The first couple of times I heard the noise above my head I thought it was raccoons on the roof. It was definitely some kind of rodenty, four-legged activity. I took to racing up to the attic with a broom or hockey stick in my hand to give chase, or at least catch a look at my rivals, before they scampered off, but I never once caught sight of a raccoon on the roof.
Probably because it wasn’t raccoons I was up against; it was squirrels, and they weren’t on my roof, they were inside of it. If you think I am an idiot for mistaking the sound of a tiny little squirrel going about its annoying business for the much larger but no less pesky raccoon, then obviously you are lucky enough to have never had an entire extended family of the filthy little rodents take up residence in the ceiling directly above your office.
Now, I was born and raised in the Yukon, and though I have been an urban dweller for some time now, it is quite possible that deep down inside I may still hold onto a few outlooks that are more bush than I would like to believe. The first option that came to me with regards to my uninvited houseguests was to simply dig out my gun and shoot the little buggers. Not all of them; I’m not a monster or anything. My plan was to just pick off one or two of the leaders, the fattest and most confident seeming of the brood. The rest of them would hopefully take the hint and seek alternative shelter elsewhere.
Then I made the mistake of mentioning my plan to one of the women who lives in the suite downstairs.
“You will absolutely do no such thing. If you shoot even one single squirrel I swear I will tell every vegetarian and lesbian in all of East Vancouver. Slowly you will become known as the squirrel murderer, and you will eventually be so ostracized that you will never work in this town again.”
I stared at her face, searching for any sign that she wasn’t completely serious. I couldn’t be sure. My career is still not in a position where I can afford to risk even a halfhearted part-time PETA boycott, so I reluctantly put my pellet gun away, at least until she and her girlfriend go to Costa Rica this spring or something.
One of the good old boys from up the street spotted me unloading a supposedly more humane live trap out of the back of my car a couple of months ago. I had already briefed him about my rodent problem. He knitted his eyebrows in confusion while he bent down to give my old dog her now-expected biscuit from the stash in his coat pocket.
“Thought you were planning to just shoot the little fuckers. Those traps are time consuming.
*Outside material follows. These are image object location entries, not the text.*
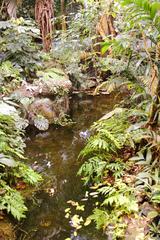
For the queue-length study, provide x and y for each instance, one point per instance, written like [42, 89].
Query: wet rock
[49, 82]
[50, 110]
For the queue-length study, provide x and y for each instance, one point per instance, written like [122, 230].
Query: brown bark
[43, 16]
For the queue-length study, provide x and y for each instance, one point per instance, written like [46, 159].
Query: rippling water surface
[54, 153]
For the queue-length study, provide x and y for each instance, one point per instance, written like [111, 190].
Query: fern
[12, 201]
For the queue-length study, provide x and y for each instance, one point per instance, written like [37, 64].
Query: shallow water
[54, 154]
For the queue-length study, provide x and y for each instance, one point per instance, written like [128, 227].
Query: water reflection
[54, 153]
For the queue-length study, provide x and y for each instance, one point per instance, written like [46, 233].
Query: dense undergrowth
[121, 158]
[19, 59]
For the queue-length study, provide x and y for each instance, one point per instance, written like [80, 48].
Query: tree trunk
[43, 16]
[63, 15]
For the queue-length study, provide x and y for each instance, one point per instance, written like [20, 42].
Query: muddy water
[54, 154]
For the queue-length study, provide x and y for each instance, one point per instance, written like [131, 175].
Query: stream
[54, 153]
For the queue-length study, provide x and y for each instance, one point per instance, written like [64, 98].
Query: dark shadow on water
[54, 154]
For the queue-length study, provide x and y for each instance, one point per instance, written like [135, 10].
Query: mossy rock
[45, 111]
[6, 231]
[53, 81]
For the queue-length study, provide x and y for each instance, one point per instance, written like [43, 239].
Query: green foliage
[12, 201]
[12, 169]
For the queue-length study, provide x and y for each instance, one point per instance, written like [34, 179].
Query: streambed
[54, 154]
Plus sometimes if you don’t relocate them far enough away, they just come back.”
“Janelle won’t let me,” I lamented. “Says she’ll tell all the lesbians on me and they will quit coming out to my shows.”
He nodded sympathetically, and shrugged his shoulders as if to say, ‘Well, what can you do?’
“What are you going to do with them once you have them in the trap?” he asked.
“I’m gonna put tiny little squirrel-sized blindfolds on them so they can’t see where I’m taking them, then I’ll drive them over to Queen Elizabeth or Stanley Park or something and I’ll let ’em go.”
He shook his head sadly. “Then they’ll just dig holes in someone else’s attic; become some poor other guy’s problem.”
I nodded sympathetically and shrugged a silent ‘Well, what can you do?’
A sly smile stretched across his face, and he held his hand up like a bracket around one side of his mouth, and whispered, “You know, they’re way easier to shoot once you’ve already got them in the trap.”
We both laughed for a minute, and then he and his inherited geriatric hound turned and headed slowly for home.
The thing is, I don’t hate the squirrels in my attic just because they’re noisy and selfish about keeping it down when I’m trying to concentrate and get my work done. I don’t hate them just because they dig little holes in the drywall and get plaster dust all over my printer. I don’t hate them just because one day last summer I left the window in my office open and came home to find one of them sitting on the keyboard of my laptop. He had the gall to give me quite the huffy little attitude when I chased him out the window and tried to knock him out of my flowerbox.
It’s the fire hazard that bothers me. Squirrels really like to chew on electrical wires, and many a fine inferno has a fried little critter as a culprit. Already having had one house burn down makes me all the more reluctant to relive the experience.
My downstairs neighbours already think I have possibly unhealthy conspiracy/survivalist, end-of-the-world tendencies because I suggested a house meeting to ensure we have at least a 72-hour supply of fresh water and nonperishable food in case of a natural disaster. Then I had to go and reinforce their fears by trying to shoot stuff on the property.
I didn’t want to be right, but just before Christmas one of the rodents finally bit the wrong wire in the wrong place at the right time, and bit it for good. It blew the main breaker in our suite and I had to run an extension cord out the back window and plug our deep freeze in downstairs until I get home from up north. Then I’ll have time to fix the wiring, and the squirrels, for good.
Relax, I’m going to call in a professional and have him live-trap and relocate them safely out of my range.
I love my downstairs neighbours. It’s the ones upstairs that have to go.